On offense, when opponents are nearly 100% certain that Michigan is going to run in an attempt to keep the clock turning, they’ve been able to stop it. The Wolverines averaged just 2.3 yards per carry while leading in the second half against the Trojans and just 3.4 against the Gophers. Orji hasn’t shown the ability to take advantage of the increased focus on the run game, either, missing multiple open targets on Saturday via errant throws or not seeing them. 
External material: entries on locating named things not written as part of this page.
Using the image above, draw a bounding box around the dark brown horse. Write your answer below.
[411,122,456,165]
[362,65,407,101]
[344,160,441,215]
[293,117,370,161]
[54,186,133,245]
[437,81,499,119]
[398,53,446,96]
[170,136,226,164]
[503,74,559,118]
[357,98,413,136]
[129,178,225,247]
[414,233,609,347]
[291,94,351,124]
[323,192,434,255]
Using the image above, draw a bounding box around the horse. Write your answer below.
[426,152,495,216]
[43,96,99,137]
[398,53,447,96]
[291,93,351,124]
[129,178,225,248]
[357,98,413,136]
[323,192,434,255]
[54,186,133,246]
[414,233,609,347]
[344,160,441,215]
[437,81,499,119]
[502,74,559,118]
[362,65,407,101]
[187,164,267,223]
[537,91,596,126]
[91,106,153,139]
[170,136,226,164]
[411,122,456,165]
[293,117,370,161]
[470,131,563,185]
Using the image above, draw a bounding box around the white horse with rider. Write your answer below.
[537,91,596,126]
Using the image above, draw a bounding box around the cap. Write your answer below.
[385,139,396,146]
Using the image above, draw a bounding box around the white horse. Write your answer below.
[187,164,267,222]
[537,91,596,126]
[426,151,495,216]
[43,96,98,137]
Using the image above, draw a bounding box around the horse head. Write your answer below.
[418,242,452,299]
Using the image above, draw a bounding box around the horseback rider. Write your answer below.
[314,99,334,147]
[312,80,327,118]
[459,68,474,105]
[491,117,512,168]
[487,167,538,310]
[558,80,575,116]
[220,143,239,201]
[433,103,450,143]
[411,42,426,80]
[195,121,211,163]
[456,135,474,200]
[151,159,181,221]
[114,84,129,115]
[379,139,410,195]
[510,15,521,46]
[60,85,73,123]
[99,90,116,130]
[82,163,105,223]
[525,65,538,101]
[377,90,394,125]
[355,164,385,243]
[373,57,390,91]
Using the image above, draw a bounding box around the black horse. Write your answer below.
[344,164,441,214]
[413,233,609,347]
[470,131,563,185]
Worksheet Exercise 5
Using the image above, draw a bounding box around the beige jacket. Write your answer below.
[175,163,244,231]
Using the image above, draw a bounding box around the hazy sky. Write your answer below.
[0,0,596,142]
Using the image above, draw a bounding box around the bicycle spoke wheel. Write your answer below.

And on defense, Michigan has tons of talent but little depth to back it up, stretched even thinner by recent injuries. That has left the Wolverines playing their first- and second-stringers more often and deeper into games than they might otherwise like early in the season, in fear of replicating the Red Wolves’ late-game scoring spree that occurred when the backups came in. But when the offense struggles to move the ball in the second half, and keeps the defense on the field, that leads to cracks late in the game. 

Altogether, Michigan is left as a far cry from last year’s “boa constrictor,” instead closer to the team that watches its own life get drained away. 

So thus far, the Wolverines have held on, but they’ve held on for dear life — and a team that keeps letting lesser opponents back into games is bound to let one win eventually. Whether it’s due to a lack of second-half adjustments, the lack of a trustable passing game or the lack of defensive depth, Michigan seems unlikely to regularly shut the door fully. 

More likely than not, it’s only a matter of time until leaving the door cracked actually costs the Wolverines.